Claudio, quando lo si incontrava a pranzo alla mensa aziendale, era sempre uno dei primi o uno degli ultimi ad arrivare. Se gli si chiedeva come va? per pura circostanza, rispondeva invariabilmente “bene, questo è il paradiso”. 
La mensa – uno stanzone senza pretese illuminato al neon nei giorni di pioggia e con il tetto rivestito in eternit – offriva una varietà dignitosa di primi, secondi un po’ così, contorni e persino frutta, tuttavia niente di significativo o che potesse ricordare il paradiso. Ma Claudio non era ironico. Veniva da lunghe trasferte in Kazakistan, Cina, Russia, e Dio solo sa che piatti gli si presentavano, che ristoranti. Sere solitarie in una camera d’albergo con il dubbio se rimanere alla finestra a guardare l’orizzonte e affrontare i morsi della fame o farsi il segno della croce, scendere al piano ristorante, magari al sushi bar per ingollare quello che capita tra gli sguardi neutri del personale e le occhiate interessate delle puttane che ti osservano con l’aria di conoscerti da sempre.
Così mi ritrovo a pensare a Claudio e mi immagino per un istante il paradiso come la mensa aziendale.
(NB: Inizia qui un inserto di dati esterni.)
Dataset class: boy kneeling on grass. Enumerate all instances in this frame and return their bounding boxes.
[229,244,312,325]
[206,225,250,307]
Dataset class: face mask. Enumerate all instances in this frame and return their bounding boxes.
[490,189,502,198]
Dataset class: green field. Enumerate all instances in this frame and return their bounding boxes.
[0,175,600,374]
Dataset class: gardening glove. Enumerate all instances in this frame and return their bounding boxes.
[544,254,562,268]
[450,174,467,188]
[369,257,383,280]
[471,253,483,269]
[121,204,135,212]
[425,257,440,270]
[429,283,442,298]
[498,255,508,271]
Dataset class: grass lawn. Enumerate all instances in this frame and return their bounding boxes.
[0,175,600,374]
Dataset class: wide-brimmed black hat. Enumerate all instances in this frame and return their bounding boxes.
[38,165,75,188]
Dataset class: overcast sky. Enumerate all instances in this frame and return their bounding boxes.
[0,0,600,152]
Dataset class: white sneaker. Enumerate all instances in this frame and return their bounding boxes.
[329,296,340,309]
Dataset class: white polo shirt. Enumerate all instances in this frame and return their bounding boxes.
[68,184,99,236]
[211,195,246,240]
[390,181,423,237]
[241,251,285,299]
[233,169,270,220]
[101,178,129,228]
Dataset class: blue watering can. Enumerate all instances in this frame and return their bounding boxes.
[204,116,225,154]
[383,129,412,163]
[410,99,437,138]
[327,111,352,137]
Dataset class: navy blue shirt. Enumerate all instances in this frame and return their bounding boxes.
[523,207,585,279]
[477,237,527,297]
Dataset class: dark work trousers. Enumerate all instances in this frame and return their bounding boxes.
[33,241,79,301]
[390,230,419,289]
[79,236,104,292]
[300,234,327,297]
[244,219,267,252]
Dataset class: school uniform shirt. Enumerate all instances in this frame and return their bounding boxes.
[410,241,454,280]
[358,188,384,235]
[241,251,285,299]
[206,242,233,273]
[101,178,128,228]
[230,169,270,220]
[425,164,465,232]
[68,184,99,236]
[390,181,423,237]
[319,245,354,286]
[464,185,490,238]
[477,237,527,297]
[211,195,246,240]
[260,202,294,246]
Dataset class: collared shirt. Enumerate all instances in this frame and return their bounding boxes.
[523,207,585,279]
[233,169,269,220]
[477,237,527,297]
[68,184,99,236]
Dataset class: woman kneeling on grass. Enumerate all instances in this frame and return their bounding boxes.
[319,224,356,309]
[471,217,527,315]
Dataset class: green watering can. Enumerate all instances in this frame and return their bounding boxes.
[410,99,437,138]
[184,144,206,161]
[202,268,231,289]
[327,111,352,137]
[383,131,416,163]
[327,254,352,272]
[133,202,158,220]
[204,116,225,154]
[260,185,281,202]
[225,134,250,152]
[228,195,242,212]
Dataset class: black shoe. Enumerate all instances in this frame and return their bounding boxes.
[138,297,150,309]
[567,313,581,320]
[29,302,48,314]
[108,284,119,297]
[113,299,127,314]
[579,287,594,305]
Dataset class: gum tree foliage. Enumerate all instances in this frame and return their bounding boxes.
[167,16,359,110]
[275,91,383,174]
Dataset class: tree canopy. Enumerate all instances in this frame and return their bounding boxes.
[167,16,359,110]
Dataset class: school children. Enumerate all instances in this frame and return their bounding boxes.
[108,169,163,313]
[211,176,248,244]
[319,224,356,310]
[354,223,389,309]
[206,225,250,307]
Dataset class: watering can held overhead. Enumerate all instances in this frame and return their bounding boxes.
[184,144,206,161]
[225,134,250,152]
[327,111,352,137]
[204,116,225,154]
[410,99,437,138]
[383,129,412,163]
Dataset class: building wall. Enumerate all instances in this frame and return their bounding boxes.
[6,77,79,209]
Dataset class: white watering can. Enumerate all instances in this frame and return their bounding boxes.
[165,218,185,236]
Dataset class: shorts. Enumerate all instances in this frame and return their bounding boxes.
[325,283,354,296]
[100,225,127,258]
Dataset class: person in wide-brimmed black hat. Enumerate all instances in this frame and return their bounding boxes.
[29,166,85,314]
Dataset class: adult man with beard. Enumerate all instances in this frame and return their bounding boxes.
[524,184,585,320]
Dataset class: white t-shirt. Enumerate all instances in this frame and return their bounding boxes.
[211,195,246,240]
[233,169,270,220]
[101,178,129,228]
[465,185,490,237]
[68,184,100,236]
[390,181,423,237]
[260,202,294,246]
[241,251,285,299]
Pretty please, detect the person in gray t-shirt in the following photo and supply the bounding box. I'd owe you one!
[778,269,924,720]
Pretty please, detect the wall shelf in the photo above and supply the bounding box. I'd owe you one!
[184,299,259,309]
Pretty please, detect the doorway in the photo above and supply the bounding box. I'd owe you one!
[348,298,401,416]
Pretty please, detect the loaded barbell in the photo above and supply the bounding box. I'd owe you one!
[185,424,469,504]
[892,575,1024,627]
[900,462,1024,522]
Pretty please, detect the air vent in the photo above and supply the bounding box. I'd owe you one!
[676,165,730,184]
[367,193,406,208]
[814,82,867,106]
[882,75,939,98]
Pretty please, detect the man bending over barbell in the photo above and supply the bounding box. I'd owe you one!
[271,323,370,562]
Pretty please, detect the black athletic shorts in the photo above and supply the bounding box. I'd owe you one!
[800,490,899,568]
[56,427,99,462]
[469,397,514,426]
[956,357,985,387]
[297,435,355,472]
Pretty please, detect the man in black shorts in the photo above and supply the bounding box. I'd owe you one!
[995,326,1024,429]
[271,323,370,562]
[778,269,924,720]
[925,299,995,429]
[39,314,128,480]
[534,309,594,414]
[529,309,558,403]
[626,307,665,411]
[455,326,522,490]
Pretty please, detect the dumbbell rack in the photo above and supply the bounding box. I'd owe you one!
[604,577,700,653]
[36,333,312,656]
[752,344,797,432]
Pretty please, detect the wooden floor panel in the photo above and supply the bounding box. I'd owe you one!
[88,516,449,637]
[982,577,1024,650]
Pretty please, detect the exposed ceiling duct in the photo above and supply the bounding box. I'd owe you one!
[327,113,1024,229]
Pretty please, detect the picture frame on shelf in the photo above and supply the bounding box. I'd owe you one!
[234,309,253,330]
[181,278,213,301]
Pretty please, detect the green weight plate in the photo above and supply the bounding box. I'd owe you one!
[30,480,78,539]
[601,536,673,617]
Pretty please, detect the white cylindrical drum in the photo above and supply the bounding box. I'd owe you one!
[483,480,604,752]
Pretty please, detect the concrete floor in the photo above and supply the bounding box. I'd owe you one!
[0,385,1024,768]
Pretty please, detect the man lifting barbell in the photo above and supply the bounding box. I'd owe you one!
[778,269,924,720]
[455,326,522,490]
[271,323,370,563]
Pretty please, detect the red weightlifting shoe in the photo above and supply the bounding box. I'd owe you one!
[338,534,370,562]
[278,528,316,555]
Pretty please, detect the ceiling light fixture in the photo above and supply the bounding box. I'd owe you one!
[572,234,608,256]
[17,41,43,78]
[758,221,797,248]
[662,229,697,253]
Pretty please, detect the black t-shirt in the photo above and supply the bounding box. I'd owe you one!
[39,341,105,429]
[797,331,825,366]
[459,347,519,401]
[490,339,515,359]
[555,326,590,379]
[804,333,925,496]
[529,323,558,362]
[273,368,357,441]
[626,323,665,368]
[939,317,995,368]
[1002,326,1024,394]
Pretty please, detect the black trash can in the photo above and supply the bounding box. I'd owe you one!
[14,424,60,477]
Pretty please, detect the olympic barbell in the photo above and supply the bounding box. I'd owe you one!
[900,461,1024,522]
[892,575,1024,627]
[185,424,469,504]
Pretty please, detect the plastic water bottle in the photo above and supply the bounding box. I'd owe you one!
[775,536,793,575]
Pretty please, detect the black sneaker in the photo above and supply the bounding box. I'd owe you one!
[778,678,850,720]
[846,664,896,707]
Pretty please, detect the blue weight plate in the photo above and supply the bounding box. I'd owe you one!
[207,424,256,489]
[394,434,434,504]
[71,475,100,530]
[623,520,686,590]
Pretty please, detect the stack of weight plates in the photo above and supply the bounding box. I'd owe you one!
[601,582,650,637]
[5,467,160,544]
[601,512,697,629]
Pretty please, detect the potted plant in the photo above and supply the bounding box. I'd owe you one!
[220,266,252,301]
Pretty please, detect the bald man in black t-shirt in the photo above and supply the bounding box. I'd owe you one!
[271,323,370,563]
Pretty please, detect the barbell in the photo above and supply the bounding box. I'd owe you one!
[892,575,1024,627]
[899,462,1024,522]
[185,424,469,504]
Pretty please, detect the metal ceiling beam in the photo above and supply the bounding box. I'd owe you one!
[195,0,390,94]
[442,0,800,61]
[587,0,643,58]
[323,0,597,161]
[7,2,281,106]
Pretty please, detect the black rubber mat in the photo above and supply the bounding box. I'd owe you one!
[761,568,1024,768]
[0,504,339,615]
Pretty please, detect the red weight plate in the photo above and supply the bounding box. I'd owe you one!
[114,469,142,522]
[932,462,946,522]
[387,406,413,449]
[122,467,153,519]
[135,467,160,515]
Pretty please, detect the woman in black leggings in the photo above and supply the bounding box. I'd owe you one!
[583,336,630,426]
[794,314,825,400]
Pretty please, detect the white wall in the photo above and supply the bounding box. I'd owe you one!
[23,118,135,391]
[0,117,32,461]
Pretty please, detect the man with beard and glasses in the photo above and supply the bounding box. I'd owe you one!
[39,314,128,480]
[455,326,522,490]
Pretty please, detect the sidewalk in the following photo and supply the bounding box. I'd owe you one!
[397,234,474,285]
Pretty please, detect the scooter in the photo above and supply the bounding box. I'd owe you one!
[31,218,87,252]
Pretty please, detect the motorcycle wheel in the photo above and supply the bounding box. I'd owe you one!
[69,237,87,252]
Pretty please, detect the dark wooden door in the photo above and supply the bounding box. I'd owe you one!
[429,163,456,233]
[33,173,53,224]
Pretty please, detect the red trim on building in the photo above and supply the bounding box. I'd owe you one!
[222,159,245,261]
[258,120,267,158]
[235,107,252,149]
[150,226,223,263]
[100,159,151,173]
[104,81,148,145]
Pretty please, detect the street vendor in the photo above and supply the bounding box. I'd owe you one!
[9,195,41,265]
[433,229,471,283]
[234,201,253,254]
Un camerone semivuoto con le pareti piastrellate, il soffitto a pannelli di legno trucciolato, i tavoli in formica e la signora robusta in grembiule dietro al banco che ti dice decisa e con un forte accento dialettale: “Cosa ti do?”

venerdì 13 aprile 2012

Berlino

Sono in centro a Berlino, fermo sul marciapiede in attesa del semaforo verde per i pedoni. Sull’altro lato della strada un uomo di mezza età, anche lui vicino al semaforo, mi guarda sorpreso, come se mi riconoscesse. Mi indica con un dito, alzando il braccio destro in orizzontale, come a dire tu, proprio tu.
Scattato il verde mi viene incontro senza togliermi gli occhi di dosso. Resto fermo sul marciapiede, immobilizzato dal suo sguardo, forse imbarazzato perché cercando nella memoria non riesco a trovare questa persona che ha l’aria di conoscermi da sempre.
Attraversate le strisce pedonali mi raggiunge, sempre guardandomi fisso. Mi aspetto che mi dica finalmente, da quanto tempo non ci vediamo… Ma mi chiede se sono lì per turismo, se conosco già la città e per quanto tempo penso di restare. Formulate queste tre domande a bruciapelo la sua sopresa nel vedermi e la sua curiosità nei miei confronti sembrarono esaurirsi.
Gli rispondo che sì sono lì per turismo, per la prima volta e resto una settimana. Dallo sguardo attonito con cui mi ascolta penso per un istante che non sia del tutto a posto. E in effetti, senza chiedermi altro, senza salutarmi, se ne va proseguendo per la sua strada.
Nel frattempo è riapparso il semaforo rosso per i pedoni. Devo aspettare un altro minuto prima di attraversare. In questo minuto d’attesa ripenso all’incontro e già non ricordo i lineamenti di quest’uomo, non sono in grado di dire se sia una persona sciatta o in qualche modo elegante. Se lo incontrassi di nuovo per strada tra qualche giorno non lo riconoscerei e probabilmente lui non riconoscerebbe me. Mi guarderebbe sorpreso trasmettendomi di nuovo l’impressione di incontrare qualcuno che non vede da tempo e chissà, forse mi farebbe le stesse tre domande.